Libyan assets held by leading global banks
Some of the biggest and best-known financial institutions in the world held billions of dollars of Libyan state funds, a leaked report has revealed.
Principal among them were HSBC, Royal Bank of Scotland, Goldman Sachs, JP Morgan Chase, Nomura and Societe General, Global Witness said.
The banks refused to say whether they held, or are still holding, the funds.
All the assets have now been frozen by the European Union and United Nations.
The document, dated June 2010, showed that HSBC held $292.7m (£179.9m) in 10 cash accounts, with a similar amount invested in a hedge fund, while Goldman Sachs had $43m in three accounts.
Almost $4bn was held in investment funds and structured products, with Societe General alone holding $1bn.
Japanese bank Nomura and Bank of New York also held $500m each.
A much larger proportion of Libyan Investment Authority's assets - $19bn in total - were held by Libyan and Middle Eastern Banks, the document revealed.
It also showed that the Libyan Investment Authority (LIA) holds billions of dollars in shares in global corporations such as General Electric, BP, Vivendi and Deutsche Telekom.
It had already been widely reported that the fund held stakes in UK publishing group Pearson, Italy's Unicredit bank and industrial group Finmeccanica, as well as Canadian oil exploration group Verenex.
"It is completely absurd that HSBC and Goldman Sachs can hide behind customer confidentiality in a case like this," said Charmian Gooch, director of campaigning group Global Witness.
"These are state accounts, so the customer is effectively the Libyan people and these banks are withholding vital information from them."

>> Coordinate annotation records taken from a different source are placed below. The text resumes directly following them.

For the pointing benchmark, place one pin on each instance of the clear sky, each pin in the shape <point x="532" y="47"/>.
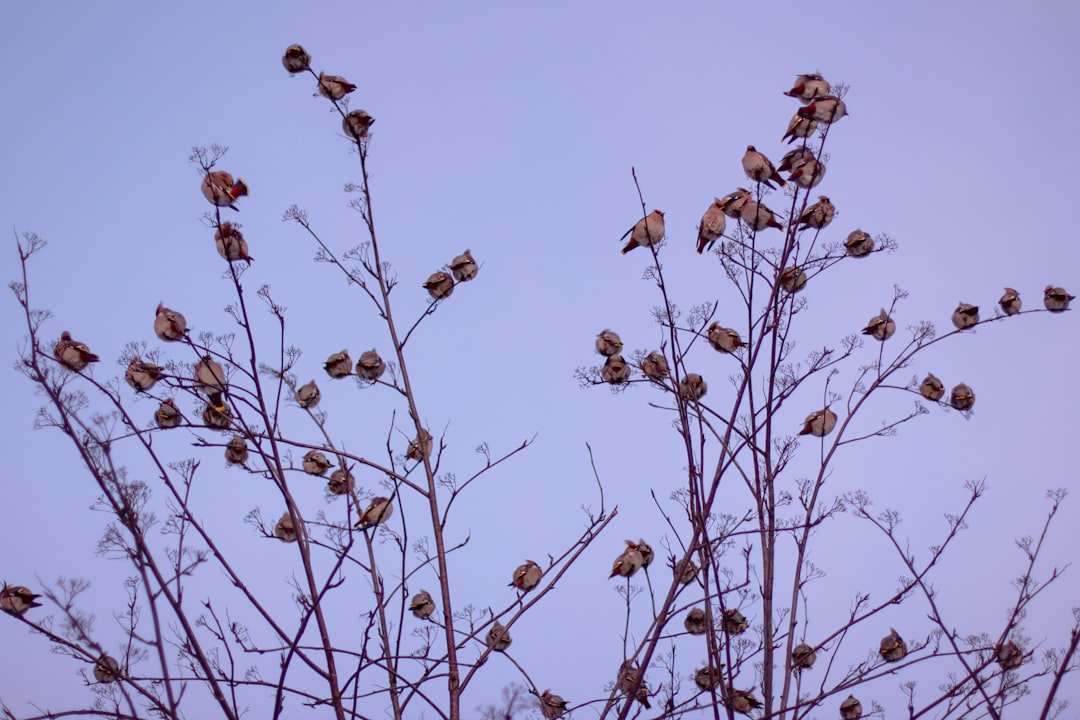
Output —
<point x="511" y="128"/>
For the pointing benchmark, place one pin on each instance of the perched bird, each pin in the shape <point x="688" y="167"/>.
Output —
<point x="724" y="339"/>
<point x="692" y="386"/>
<point x="1056" y="299"/>
<point x="552" y="706"/>
<point x="296" y="59"/>
<point x="859" y="244"/>
<point x="628" y="562"/>
<point x="421" y="605"/>
<point x="793" y="280"/>
<point x="16" y="599"/>
<point x="630" y="676"/>
<point x="802" y="656"/>
<point x="819" y="423"/>
<point x="106" y="669"/>
<point x="608" y="342"/>
<point x="338" y="365"/>
<point x="931" y="388"/>
<point x="72" y="353"/>
<point x="167" y="415"/>
<point x="1010" y="302"/>
<point x="646" y="232"/>
<point x="231" y="244"/>
<point x="964" y="315"/>
<point x="220" y="190"/>
<point x="809" y="87"/>
<point x="440" y="285"/>
<point x="893" y="647"/>
<point x="341" y="481"/>
<point x="170" y="325"/>
<point x="333" y="86"/>
<point x="284" y="530"/>
<point x="713" y="225"/>
<point x="235" y="451"/>
<point x="526" y="576"/>
<point x="851" y="708"/>
<point x="308" y="395"/>
<point x="962" y="397"/>
<point x="420" y="446"/>
<point x="615" y="371"/>
<point x="880" y="327"/>
<point x="759" y="168"/>
<point x="696" y="622"/>
<point x="819" y="215"/>
<point x="498" y="637"/>
<point x="463" y="267"/>
<point x="356" y="123"/>
<point x="315" y="463"/>
<point x="758" y="217"/>
<point x="826" y="109"/>
<point x="369" y="366"/>
<point x="143" y="376"/>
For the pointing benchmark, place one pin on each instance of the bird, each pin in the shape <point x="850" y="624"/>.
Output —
<point x="143" y="376"/>
<point x="696" y="622"/>
<point x="859" y="244"/>
<point x="808" y="87"/>
<point x="655" y="366"/>
<point x="220" y="190"/>
<point x="880" y="327"/>
<point x="338" y="365"/>
<point x="369" y="366"/>
<point x="964" y="315"/>
<point x="819" y="215"/>
<point x="692" y="386"/>
<point x="758" y="217"/>
<point x="16" y="599"/>
<point x="630" y="676"/>
<point x="308" y="395"/>
<point x="463" y="267"/>
<point x="231" y="244"/>
<point x="167" y="415"/>
<point x="296" y="59"/>
<point x="421" y="606"/>
<point x="615" y="371"/>
<point x="608" y="342"/>
<point x="628" y="562"/>
<point x="526" y="576"/>
<point x="333" y="86"/>
<point x="356" y="123"/>
<point x="440" y="285"/>
<point x="315" y="463"/>
<point x="759" y="168"/>
<point x="1056" y="299"/>
<point x="646" y="232"/>
<point x="819" y="423"/>
<point x="73" y="354"/>
<point x="235" y="451"/>
<point x="284" y="530"/>
<point x="962" y="397"/>
<point x="106" y="668"/>
<point x="170" y="325"/>
<point x="378" y="512"/>
<point x="713" y="225"/>
<point x="931" y="388"/>
<point x="893" y="647"/>
<point x="724" y="339"/>
<point x="1010" y="301"/>
<point x="498" y="637"/>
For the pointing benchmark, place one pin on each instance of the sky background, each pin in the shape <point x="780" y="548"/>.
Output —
<point x="511" y="130"/>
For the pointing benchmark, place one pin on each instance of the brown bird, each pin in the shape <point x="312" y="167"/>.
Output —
<point x="72" y="353"/>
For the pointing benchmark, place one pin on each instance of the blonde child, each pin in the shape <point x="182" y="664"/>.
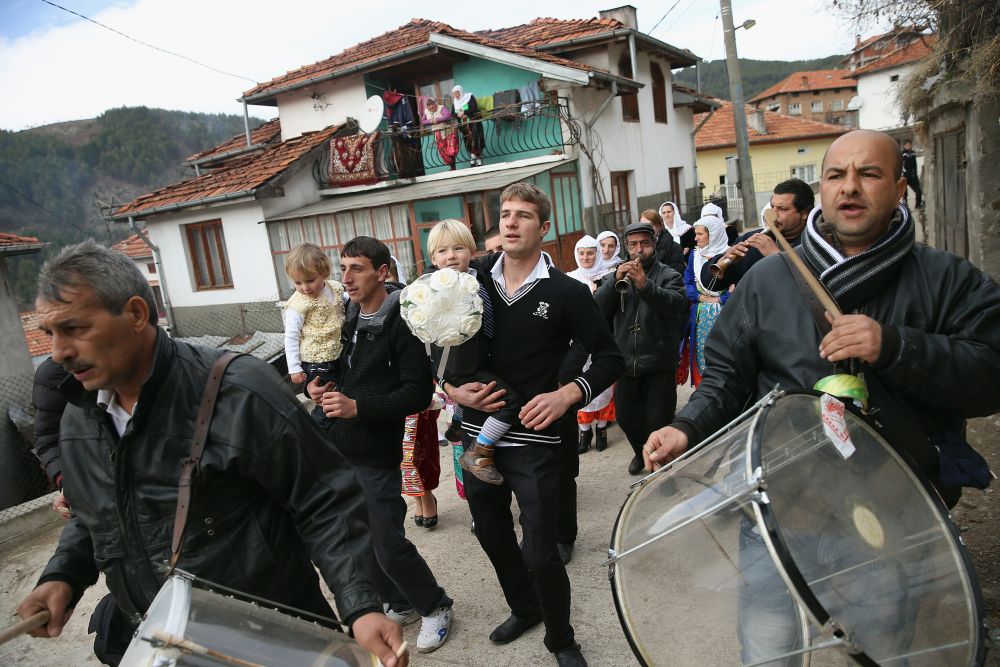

Established in 2006, the LIA holds about $70bn of assets and is the 13th largest sovereign wealth fund in the world, according to the Sovereign Wealth Fund Institute.
The fund, built on Libya's oil wealth, scores two out of 10 on the institute's transparency ranking.
Earlier this month, the EU extended its economic sanctions against Libya to include the LIA and the country's central bank.
It had already frozen assets of Libyan leader Muammar Gaddafi and some members of his family.